Stacy Buzzard underwent a complicated surgery to remove a malignant brain tumor the size of a fist. A day after surgery, she was walking the hallways at University Hospital and even took a shower unassisted.
In the eyes of John Tew, MD, Stacy Buzzard’s journey is a story of hope and something more.
“Her story marks the culmination of one of the most important developments in brain tumor surgery in the last 100 years,” says Tew, a neurosurgeon with the Mayfield Clinic, clinical director of the UC Neuroscience Institute and professor of neurosurgery at UC.
That is no small statement, coming from a man who has operated on an estimated 12,000 patients over a period of 45 years.
In February 2009, after specialists at two other brain tumor centers said they could not safely operate on Buzzard, Tew successfully removed a fist-sized tumor from her brain at University Hospital.
The operation, which involved eight members of the Brain Tumor Center at the UC Neuroscience Institute, was performed with the help of a new imaging technology that fused four separate imaging techniques. The data was then installed into a surgical guidance computer whose function is similar to a global positioning system.
By revealing the tumor’s relationship to all of the functional centers, electrical pathways and arteries and veins in Buzzard’s brain, the technology enabled Tew and his team to map out a safe pathway to Buzzard’s tumor.
Tew and his team had previously used the fusion of magnetic resonance imaging (MRI), functional magnetic resonance imaging (fMRI), and diffusion tensor imaging (DTI) as a guide to stereotactic surgery.
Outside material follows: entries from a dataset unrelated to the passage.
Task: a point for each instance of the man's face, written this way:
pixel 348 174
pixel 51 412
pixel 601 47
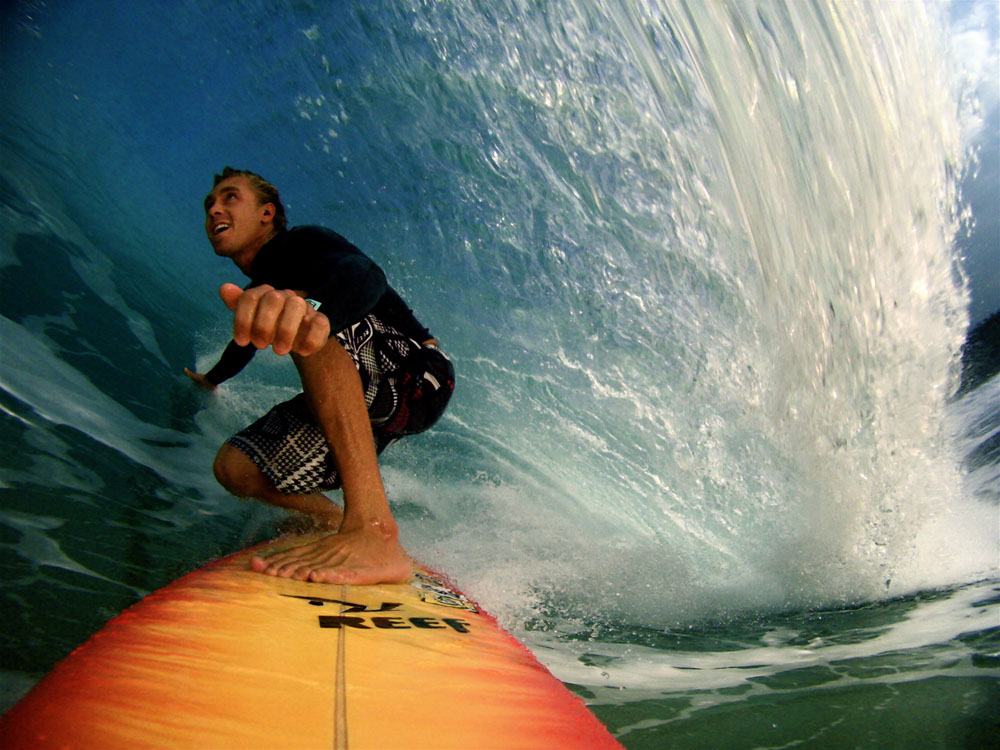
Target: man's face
pixel 234 220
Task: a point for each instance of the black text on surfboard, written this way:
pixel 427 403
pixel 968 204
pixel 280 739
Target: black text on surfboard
pixel 393 623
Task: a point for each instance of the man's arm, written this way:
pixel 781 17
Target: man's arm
pixel 366 549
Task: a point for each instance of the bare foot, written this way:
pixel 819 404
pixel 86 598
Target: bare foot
pixel 365 555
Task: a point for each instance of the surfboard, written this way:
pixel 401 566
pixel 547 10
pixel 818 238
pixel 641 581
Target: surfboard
pixel 228 658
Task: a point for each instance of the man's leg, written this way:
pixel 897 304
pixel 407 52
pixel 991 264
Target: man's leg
pixel 366 548
pixel 243 478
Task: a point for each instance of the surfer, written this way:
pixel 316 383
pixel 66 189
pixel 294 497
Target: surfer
pixel 370 373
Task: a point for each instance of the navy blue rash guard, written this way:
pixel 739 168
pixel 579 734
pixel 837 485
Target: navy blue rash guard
pixel 341 282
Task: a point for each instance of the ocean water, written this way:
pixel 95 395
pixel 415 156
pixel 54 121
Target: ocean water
pixel 698 267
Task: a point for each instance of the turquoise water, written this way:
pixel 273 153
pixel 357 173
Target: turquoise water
pixel 697 266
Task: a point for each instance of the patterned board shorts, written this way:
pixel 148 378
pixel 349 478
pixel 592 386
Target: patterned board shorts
pixel 407 387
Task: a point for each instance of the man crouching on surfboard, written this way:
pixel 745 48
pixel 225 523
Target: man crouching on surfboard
pixel 379 377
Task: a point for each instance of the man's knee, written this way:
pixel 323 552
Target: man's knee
pixel 237 473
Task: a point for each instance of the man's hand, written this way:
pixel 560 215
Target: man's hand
pixel 281 319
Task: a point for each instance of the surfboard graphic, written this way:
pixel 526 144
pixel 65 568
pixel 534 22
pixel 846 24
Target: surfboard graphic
pixel 228 658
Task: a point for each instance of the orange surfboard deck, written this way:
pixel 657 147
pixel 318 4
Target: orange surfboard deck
pixel 228 658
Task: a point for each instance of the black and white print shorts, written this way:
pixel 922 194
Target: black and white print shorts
pixel 407 387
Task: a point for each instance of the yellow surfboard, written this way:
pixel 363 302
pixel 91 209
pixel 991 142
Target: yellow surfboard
pixel 228 658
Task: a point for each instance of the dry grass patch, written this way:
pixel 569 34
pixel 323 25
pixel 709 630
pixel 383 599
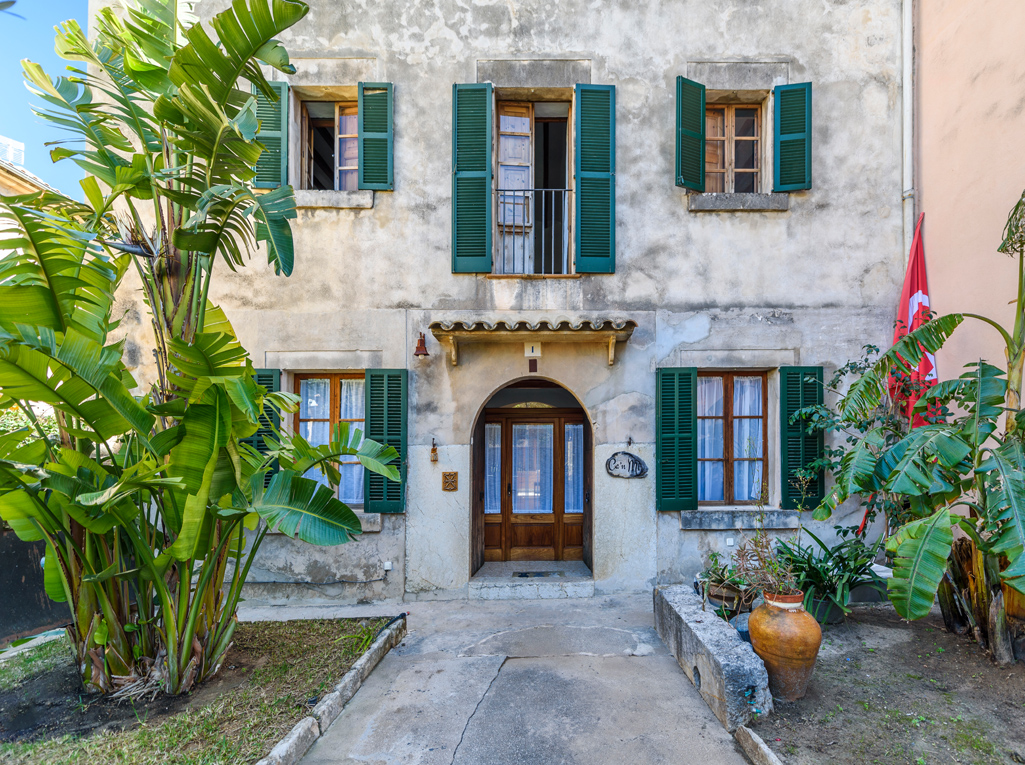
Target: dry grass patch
pixel 273 676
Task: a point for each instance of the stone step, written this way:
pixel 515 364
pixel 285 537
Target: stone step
pixel 532 580
pixel 530 589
“And now, with Stacy’s case, we’ve added a map of the blood vessels through computed tomography angiography (CTA),” Tew says. “The ability to completely map the brain and to understand—before we operate—where the tumor lies in relation to important structures is a milestone in our use of digital computer technology to heighten patient safety during complex brain tumor surgery.”
Image processing and fusion of the MRI, fMRI, DTI and CTA images was performed by James Leach, MD, associate professor of neuroradiology at UC, Cincinnati Children’s Hospital Medical Center and UC Neuroscience Institute, using the BrainLab iPlan system.
Assisted by the three-dimensional brain-mapping, Tew was able to navigate a trajectory through Buzzard’s brain and remove 90 percent of the malignant tumor, an anaplastic astrocytoma, without harming the healthy brain tissue—including the deep nerve-fiber tracts—that surrounded it. Buzzard was talking normally right after surgery, and she was walking the halls and able to take a shower without assistance one day after surgery.
“I feel better now than I’ve felt in years,” Buzzard says. “When we were sitting in Dr. Tew’s office that first day and he was talking to us about the surgery, he said there were two main risks: I could be paralyzed on my left side and I could die. And, I thought at the time, I’m pretty much not living a life right now, so I might as well take that risk. But I don’t think anyone expected me to recover the way I have. And I certainly didn’t expect it either.”
Concurrently, Buzzard is undergoing treatment with a chemotherapy agent. If the radiotherapy and chemotherapy are not effective, she could face another operation.
Buzzard was working as an administrative assistant and raising two children in Ft. Wayne, Ind., when she first became ill.
“One morning in the summer of 2006 I didn’t feel good,” Buzzard says. “I was dizzy and nauseated. I went back to my room to lie down. My 17-year-old son woke up for school and found me having a grand mal seizure. He called 911. No one knew why I was having the seizure.”
An MRI revealed a tumor 2.5 centimeters in diameter.
“They thought it was a slow-growing tumor that had been there a long time,” Buzzard recalls. “They did a biopsy and gave me the impression that I didn’t have to worry. They thought if they removed it I would be paralyzed on my left side. They prescribed anti-seizure medications and told me to get an MRI once a year. They said it was benign, but they said we should keep an eye on it.”
A follow-up MRI in February 2007 showed no change.
Buzzard says that, in retrospect, she and her husband, Jeff, relaxed too soon. “We got a false sense of complacency and had no additional MRIs. We were not expecting any more problems.”
But on Mother’s Day 2008 Buzzard had another seizure, and five months later she had another MRI that revealed the tumor had mushroomed from 2.5 centimeters to 7. Because of the tumor’s size, two prominent clinics declined to accept her as a patient.
In the days following her surgery with Tew and with 52 staples in her head and no hair, Buzzard had many tearful moments.
But she amazed everyone associated with her care with her almost instant recovery. She was not merely alive: she was breathing, thinking, conversing and moving. During her second day in intensive care, Jeff asked Tew what he thought of her recovery.
Tew put his arms around Jeff’s shoulders and said, “nothing short of a miracle.”